世代を超えた女の情念を描く、怪談話のような官能小説「ごりょうの森」
怪談と官能は非常に親和性が高く、多くの作品が刊行されている。
特に女性の情念は思いが強く、一代で叶わなかった願いは世代を超え、次の世代へと受け継がれてまで昇華される、などの逸話も多い。
今回ご紹介する作品は、日本の怨霊をモチーフに、現代に生きる男女の情愛を描いた花房観音の官能短編集『ごりょうの森』(実業之日本社)。7編の作品のうち、今回は表題作である「ごりょうの森」をご紹介する。
主人公の高木は京都の料理屋を営む父の一人息子で、幼少時代はお手伝いを雇うほどの裕福な家庭で育った。
大学を卒業してから父が営むレストランに就職し、支配人の美也と出会う。
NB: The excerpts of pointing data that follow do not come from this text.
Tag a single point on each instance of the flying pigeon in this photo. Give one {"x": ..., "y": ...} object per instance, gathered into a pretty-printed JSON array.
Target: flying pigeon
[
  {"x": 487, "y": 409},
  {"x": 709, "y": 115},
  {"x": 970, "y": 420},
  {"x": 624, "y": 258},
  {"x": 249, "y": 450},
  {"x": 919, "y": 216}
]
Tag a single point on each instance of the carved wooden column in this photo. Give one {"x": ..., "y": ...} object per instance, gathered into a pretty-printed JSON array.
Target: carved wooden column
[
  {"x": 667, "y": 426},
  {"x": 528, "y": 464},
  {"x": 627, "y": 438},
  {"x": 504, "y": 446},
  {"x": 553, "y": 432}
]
美也は一度離婚をしており、元夫のところに娘がいる。高木はかつて交際してきた同世代の女性には感じなかった、一人で生きる女性の逞しさ、色艶と品を持つ美也に惹かれていくが、実は彼女が父の愛人であることを知る。美也は父の子を妊娠していたのだ。
離婚をして美也と一緒になるという父の申し出を母親は一蹴し、弁護士を立てる騒ぎになった。結局、美也は京都を離れて実家に戻り、のちに流産、美也も体調を崩したまま亡くなった。
高木の父は亡くなり、母は施設で暮らしている。
その矢先に、高木は馴染みの小料理屋で美也によく似た女性に出会った――彼女は美也の娘、琴子であった。
高木は現在、家庭を持っているが、子どもを授かってからもう10年ほど妻との営みはない。かつて惹かれていた年上の女性と瓜二つな琴子を目の前にし、高木は欲情し、体を重ねた。
もう50代になる高木は、まるで美也と出会った20代の頃のように心が躍った。琴子のマンションに通い詰め、お互いが欲しくてたまらなくなるセックスを繰り返す――高木は50という歳で、あらためて女の体に夢中になった。
妻には嘘をついて琴子の元に行っていたが、妻にはとうにバレていた。
「容認する」と妻に告げられた夜、ふと父のことを思い出す。美也を選び、離婚を決意した父。琴子のことは愛しているが、父親のように家庭を捨て、琴子と共に生きることはできない――そう感じつつも琴子と離れられずにいる高木は、どのような結末を迎えるのだろうか。
本作は、京都の上御霊神社になぞらえた作品になっている。祀られている八柱の神様の中には井上内親王という女性の神も存在する。無念の死を遂げ、怨霊担って祟る霊を鎮めるための神社だ。
代々祟るほど、女の情念は強い。娘の体を使い、息子を滅ぼそうとするほどに。
怪談話にも感じられる本作、ぜひこの夏にご一読いただきたい。